As pundits grapple with Donald Trump’s unlikely ascendancy to the presumptive nominee of the Republican party, they often cite his so-called “populist” appeal. In a new, must read piece at Vox, Matthew Yglesias dismantles this analysis, noting that not only are Trump supporters largely not struggling financially, but that “[t]o understand the patterns of support and opposition to Trump, you have to talk about race.”
The full article, “You can’t talk about Trump’s rise without talking about racism,” is available online here and is excerpted below:
It’s taboo in the United States to throw around accusations of racism.
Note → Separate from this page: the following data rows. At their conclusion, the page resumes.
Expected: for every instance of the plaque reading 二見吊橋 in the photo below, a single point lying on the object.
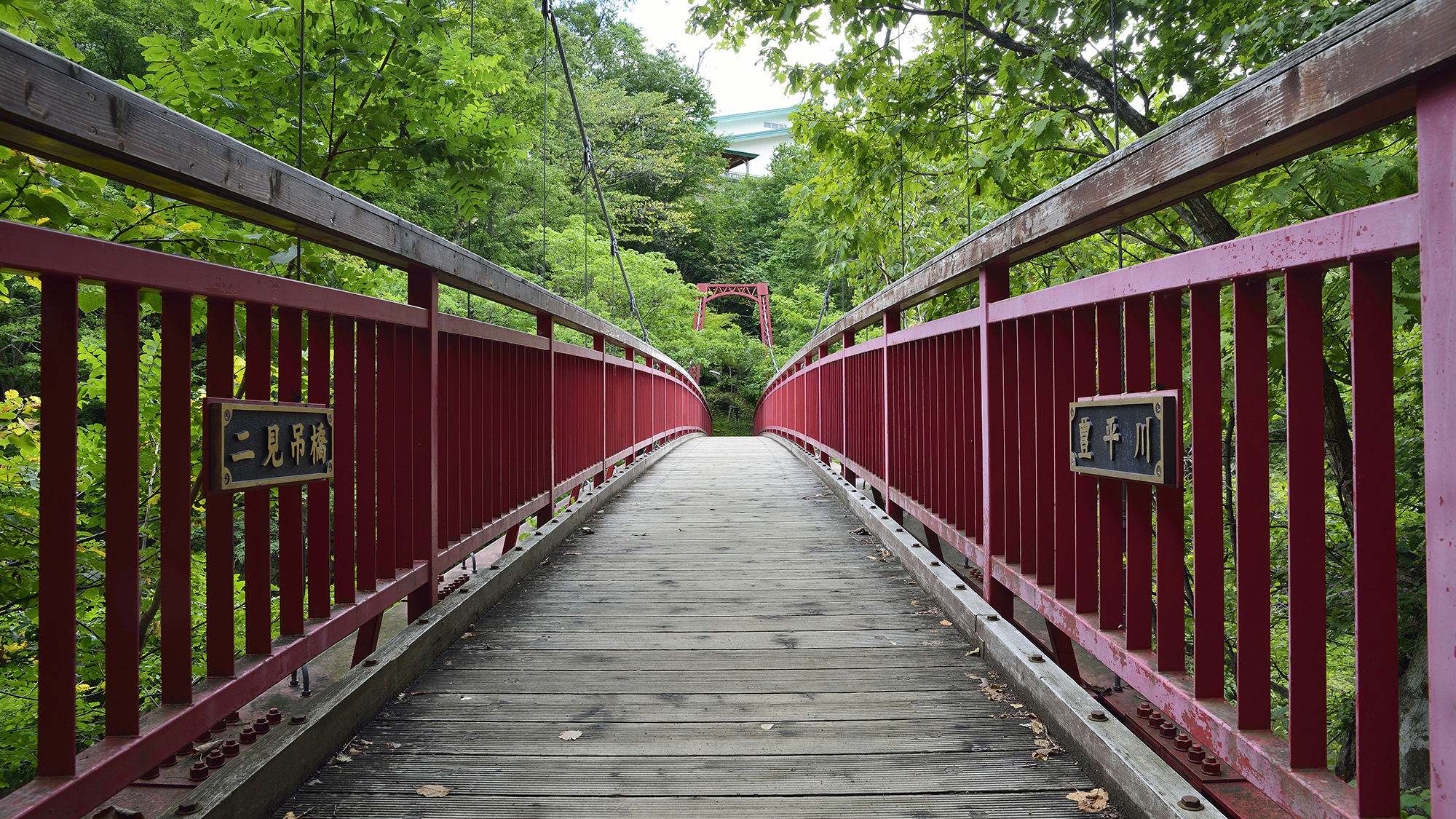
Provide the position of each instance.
(1132, 436)
(261, 443)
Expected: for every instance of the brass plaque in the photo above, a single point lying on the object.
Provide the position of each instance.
(1132, 436)
(261, 443)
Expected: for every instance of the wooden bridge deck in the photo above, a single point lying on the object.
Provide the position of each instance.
(726, 647)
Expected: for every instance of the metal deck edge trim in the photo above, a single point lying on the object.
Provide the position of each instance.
(1138, 780)
(260, 781)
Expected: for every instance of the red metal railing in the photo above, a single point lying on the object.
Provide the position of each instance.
(449, 433)
(962, 422)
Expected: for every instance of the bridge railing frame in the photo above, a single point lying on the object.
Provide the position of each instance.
(449, 432)
(962, 422)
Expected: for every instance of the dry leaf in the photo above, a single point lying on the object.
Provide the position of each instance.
(1090, 802)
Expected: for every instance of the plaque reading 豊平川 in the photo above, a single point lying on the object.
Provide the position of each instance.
(1132, 438)
(260, 443)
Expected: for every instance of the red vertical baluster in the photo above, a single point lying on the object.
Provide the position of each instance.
(1372, 375)
(1064, 478)
(320, 522)
(1084, 363)
(404, 401)
(1138, 352)
(222, 325)
(1251, 417)
(387, 445)
(56, 684)
(369, 446)
(1110, 491)
(346, 563)
(257, 547)
(1171, 548)
(1026, 445)
(1304, 388)
(1049, 454)
(1010, 442)
(123, 555)
(290, 499)
(1208, 488)
(177, 497)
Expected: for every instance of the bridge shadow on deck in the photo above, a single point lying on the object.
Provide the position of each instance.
(726, 647)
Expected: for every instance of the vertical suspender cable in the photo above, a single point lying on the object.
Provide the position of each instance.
(592, 165)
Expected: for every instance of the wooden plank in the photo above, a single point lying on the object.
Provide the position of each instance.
(673, 657)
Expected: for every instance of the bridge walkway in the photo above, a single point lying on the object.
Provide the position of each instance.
(726, 646)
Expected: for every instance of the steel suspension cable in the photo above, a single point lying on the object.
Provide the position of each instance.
(590, 164)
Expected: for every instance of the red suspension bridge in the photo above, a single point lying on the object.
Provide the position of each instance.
(676, 612)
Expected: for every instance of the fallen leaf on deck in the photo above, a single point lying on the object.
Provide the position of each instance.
(1090, 802)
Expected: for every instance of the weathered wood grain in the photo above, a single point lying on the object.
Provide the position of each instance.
(784, 681)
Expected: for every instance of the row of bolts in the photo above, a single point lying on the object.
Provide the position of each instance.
(225, 751)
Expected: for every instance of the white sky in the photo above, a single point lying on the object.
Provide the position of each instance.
(737, 84)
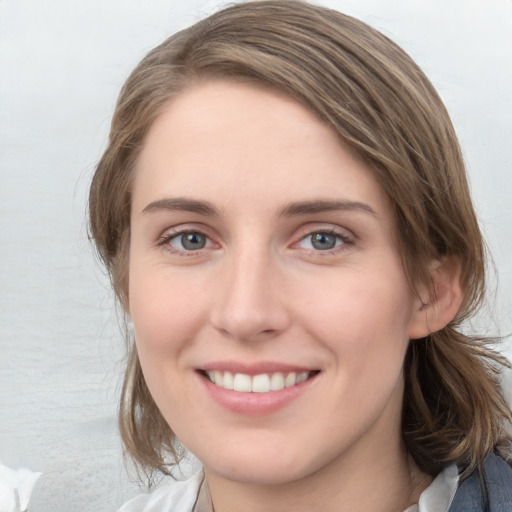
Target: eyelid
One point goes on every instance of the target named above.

And obviously nobody can be sure what’s in the heart of Donald Trump or his voters.
But we do know that the unusual geographic pattern of Trumpism — stronger in the South and Northeast than in the Midwest or West — corresponds to the geography of white racial resentment in the United States. We also know that Trump rose to political prominence based on the allegation that America’s first black president wasn’t a real American at all, and launched his 2016 campaign with the allegation that Mexican immigrants to the United States are largely rapists and murders.
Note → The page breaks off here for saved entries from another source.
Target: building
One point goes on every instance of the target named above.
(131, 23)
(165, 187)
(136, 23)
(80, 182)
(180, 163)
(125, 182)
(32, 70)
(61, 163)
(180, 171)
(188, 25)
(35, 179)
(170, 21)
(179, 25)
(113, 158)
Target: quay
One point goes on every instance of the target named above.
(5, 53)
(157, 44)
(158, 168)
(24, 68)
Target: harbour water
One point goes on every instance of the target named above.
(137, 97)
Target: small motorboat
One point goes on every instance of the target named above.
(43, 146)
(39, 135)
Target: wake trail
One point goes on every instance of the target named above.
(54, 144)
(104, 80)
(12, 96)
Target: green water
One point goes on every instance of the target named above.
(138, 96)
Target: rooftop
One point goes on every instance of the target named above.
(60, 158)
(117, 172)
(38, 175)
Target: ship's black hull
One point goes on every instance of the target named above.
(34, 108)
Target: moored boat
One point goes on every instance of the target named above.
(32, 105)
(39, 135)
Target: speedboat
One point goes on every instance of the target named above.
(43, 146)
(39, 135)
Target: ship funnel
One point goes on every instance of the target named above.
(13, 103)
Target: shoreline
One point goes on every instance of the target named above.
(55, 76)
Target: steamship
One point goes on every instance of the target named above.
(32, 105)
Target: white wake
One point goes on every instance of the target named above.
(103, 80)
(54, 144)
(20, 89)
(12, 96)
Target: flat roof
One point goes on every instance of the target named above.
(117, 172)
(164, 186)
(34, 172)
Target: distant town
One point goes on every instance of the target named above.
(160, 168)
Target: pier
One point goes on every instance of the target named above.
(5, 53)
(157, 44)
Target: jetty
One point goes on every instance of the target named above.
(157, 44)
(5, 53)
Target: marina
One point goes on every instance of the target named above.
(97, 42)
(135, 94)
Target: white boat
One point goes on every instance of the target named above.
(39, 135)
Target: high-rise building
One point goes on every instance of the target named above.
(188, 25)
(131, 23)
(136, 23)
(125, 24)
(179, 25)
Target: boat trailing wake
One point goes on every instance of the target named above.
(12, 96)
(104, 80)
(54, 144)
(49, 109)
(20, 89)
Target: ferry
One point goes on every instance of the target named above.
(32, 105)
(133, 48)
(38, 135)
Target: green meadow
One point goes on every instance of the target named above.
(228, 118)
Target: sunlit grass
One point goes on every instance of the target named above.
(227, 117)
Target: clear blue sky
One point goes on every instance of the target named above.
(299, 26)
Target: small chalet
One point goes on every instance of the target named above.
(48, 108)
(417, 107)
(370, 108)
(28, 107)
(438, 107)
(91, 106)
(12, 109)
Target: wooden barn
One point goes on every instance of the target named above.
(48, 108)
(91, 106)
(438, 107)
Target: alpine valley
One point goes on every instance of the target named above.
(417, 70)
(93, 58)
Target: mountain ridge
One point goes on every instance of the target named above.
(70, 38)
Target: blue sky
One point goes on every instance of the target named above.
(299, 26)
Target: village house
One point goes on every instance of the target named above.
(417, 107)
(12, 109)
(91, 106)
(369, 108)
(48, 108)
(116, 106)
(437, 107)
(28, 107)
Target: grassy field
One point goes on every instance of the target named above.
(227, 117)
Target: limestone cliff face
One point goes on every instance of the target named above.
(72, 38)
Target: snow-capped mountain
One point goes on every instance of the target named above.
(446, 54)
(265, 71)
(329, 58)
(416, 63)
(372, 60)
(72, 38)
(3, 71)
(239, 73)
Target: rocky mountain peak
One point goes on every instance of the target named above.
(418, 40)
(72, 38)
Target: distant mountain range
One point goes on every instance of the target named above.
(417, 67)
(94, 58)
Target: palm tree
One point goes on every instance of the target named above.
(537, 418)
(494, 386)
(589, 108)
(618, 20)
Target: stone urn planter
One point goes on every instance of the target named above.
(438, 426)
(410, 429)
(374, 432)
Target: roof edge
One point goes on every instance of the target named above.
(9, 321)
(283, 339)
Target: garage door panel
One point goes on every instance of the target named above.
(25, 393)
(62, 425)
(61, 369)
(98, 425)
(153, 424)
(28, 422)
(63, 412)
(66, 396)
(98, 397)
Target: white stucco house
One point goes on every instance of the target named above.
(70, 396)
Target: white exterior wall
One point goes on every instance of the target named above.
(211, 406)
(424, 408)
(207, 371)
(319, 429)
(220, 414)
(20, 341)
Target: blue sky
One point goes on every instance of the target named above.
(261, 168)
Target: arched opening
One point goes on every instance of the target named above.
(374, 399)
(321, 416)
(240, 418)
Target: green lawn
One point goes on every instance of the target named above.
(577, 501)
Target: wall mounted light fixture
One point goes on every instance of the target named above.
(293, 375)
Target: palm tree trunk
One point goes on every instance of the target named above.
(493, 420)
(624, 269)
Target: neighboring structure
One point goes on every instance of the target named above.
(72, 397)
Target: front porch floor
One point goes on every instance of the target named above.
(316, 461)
We know that this kind of rhetoric does not resonate with nonwhite Americans but has appealed to white voters in the kinds of places — some poor, others affluent — where the level of racism among the white population is unusually high.
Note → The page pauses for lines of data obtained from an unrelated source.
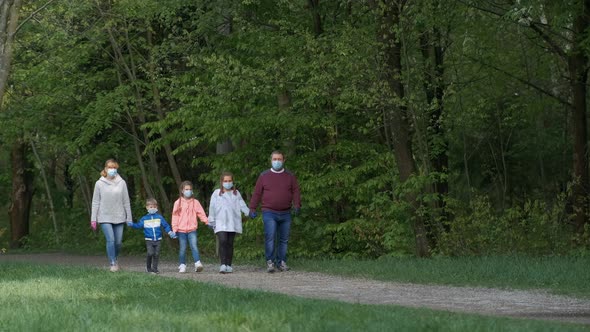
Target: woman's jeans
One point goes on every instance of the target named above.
(276, 223)
(192, 241)
(113, 234)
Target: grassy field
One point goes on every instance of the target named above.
(58, 298)
(562, 275)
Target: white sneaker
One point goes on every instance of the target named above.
(198, 266)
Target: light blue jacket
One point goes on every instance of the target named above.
(152, 226)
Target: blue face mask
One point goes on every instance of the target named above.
(111, 172)
(277, 165)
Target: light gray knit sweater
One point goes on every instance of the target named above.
(110, 202)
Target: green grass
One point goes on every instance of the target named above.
(562, 275)
(59, 298)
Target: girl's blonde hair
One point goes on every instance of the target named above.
(106, 164)
(224, 174)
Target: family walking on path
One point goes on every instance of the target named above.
(276, 191)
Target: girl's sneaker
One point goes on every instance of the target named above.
(198, 266)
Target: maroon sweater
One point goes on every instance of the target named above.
(277, 191)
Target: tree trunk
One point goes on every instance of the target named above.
(9, 10)
(578, 70)
(22, 194)
(397, 118)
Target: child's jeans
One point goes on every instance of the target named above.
(113, 234)
(192, 241)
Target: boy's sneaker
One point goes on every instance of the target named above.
(270, 266)
(283, 267)
(198, 266)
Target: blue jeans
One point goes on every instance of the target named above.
(192, 241)
(113, 234)
(276, 223)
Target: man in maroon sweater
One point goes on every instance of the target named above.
(278, 190)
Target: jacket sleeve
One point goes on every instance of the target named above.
(127, 203)
(201, 213)
(212, 208)
(175, 215)
(296, 193)
(257, 194)
(95, 202)
(243, 207)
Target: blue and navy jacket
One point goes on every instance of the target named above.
(151, 224)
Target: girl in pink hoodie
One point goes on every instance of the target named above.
(184, 223)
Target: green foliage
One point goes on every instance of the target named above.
(533, 228)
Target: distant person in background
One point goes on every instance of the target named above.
(278, 190)
(184, 223)
(152, 224)
(225, 219)
(111, 208)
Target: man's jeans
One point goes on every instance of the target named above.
(113, 234)
(192, 241)
(276, 223)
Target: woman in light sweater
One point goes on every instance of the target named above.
(224, 217)
(111, 209)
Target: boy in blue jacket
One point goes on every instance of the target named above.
(151, 224)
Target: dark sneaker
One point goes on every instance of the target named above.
(270, 266)
(283, 267)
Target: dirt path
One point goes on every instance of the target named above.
(485, 301)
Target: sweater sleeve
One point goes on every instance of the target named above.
(175, 215)
(127, 203)
(95, 202)
(201, 213)
(257, 194)
(243, 207)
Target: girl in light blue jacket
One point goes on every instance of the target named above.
(224, 217)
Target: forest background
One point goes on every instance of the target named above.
(415, 127)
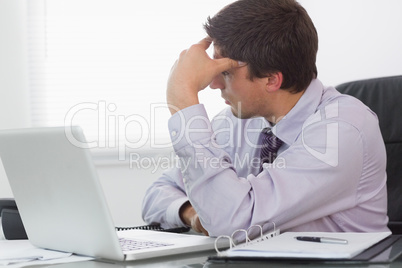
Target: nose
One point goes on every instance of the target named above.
(217, 83)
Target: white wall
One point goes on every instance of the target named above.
(358, 39)
(14, 105)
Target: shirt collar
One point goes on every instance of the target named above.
(289, 128)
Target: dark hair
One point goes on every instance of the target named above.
(269, 35)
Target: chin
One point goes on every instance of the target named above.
(241, 114)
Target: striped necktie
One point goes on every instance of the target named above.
(269, 146)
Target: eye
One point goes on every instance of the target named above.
(225, 73)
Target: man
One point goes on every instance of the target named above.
(329, 173)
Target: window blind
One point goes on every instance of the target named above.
(103, 65)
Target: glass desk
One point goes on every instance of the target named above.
(199, 260)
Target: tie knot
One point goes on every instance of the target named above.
(269, 146)
(270, 141)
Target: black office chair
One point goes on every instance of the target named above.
(384, 97)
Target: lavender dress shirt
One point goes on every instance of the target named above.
(329, 174)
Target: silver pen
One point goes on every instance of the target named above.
(322, 239)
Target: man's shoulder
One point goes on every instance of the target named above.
(346, 108)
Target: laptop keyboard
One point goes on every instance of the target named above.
(132, 244)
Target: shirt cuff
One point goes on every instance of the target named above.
(188, 126)
(172, 213)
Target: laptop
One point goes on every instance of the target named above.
(62, 204)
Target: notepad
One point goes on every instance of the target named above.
(287, 246)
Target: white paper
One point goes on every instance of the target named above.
(286, 246)
(20, 253)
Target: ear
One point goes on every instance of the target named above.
(274, 81)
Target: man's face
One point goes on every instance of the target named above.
(243, 95)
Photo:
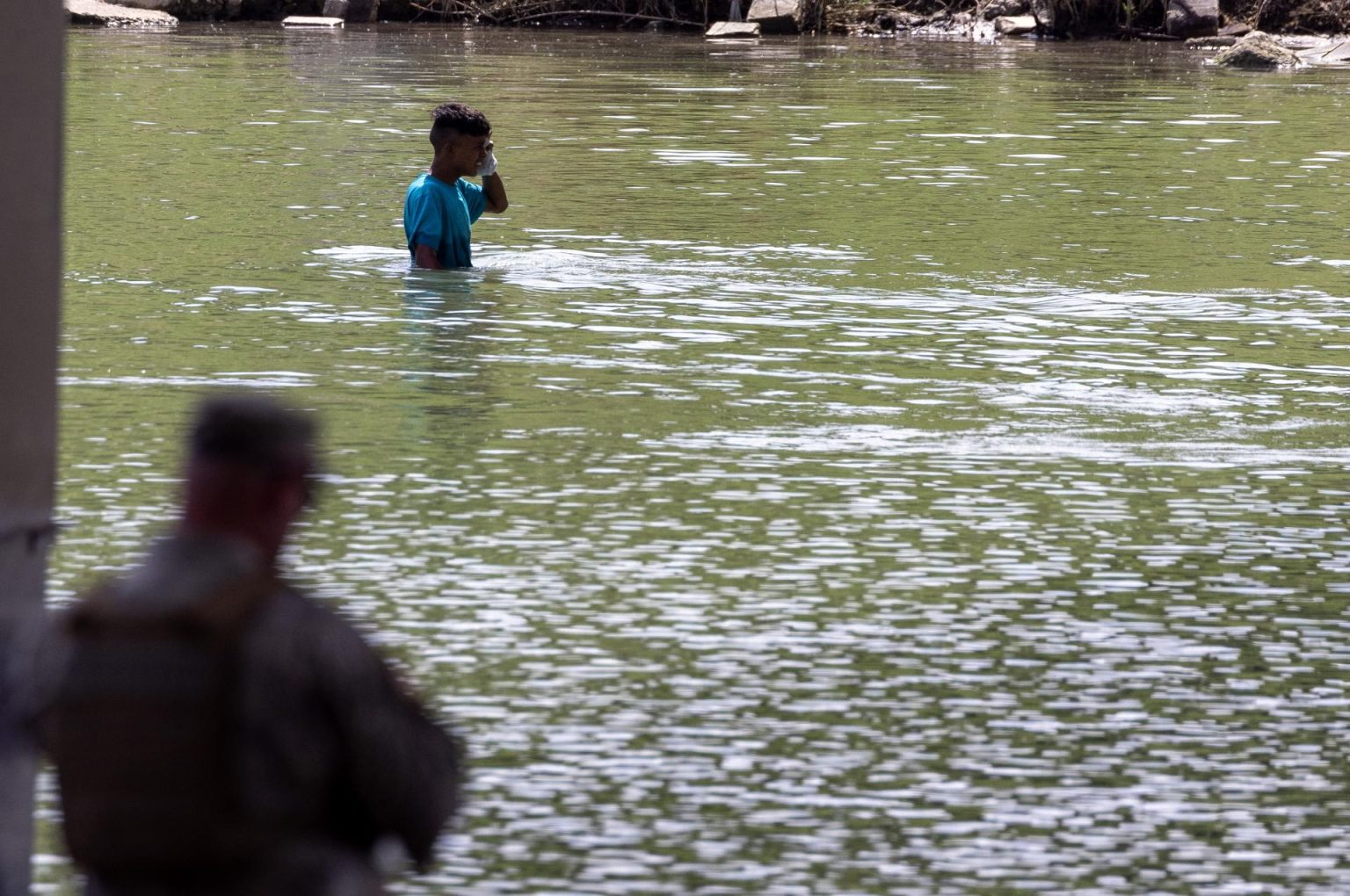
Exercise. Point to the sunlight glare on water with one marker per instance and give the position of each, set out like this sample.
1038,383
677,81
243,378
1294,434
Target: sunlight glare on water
860,467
Leaving this racial element out of the story not only paints a false portrait of Trump’s rise, it makes it impossible to understand the resistance to Trump in some segments of the GOP elite. It’s true that Trump has been less than entirely orthodox on some important policy issues. But that was also true of George W. Bush, John McCain, and Mitt Romney.
Part of the difference is that Trump simply hasn’t kissed the right rings in an effort to have his past deviations expunged. But a big part of the difference is that over the past 15 years the Republican Party has been trying to respond to the shrinking white share of the population by broadening its demographic appeal. There have been plenty of disagreements about exactly how to do that, but building bridges to black and Latino voters has been a common goal.
Trump represents, in effect, abandonment of that goal in favor of a very different idea of responding to the shrinking white share of the population by politicizing and mobilizing white identity while downplaying free market doctrines. That, in turn, reflects a broader trend in right-of-center politics that is also manifesting itself in different ways everywhere — from the UK and France to Sweden and Finland, a trend that threatens the ideals many American conservative leaders are deeply committed to.
It’s polite to both Trump and his supporters to sweep this all under the rug with hazy talk of “anti-establishment” feeling. But to do so completely misses a huge part of what the conflict between pro- and anti-Trump forces is actually about — is the Republican Party going to be an ideological party or an ethnic one?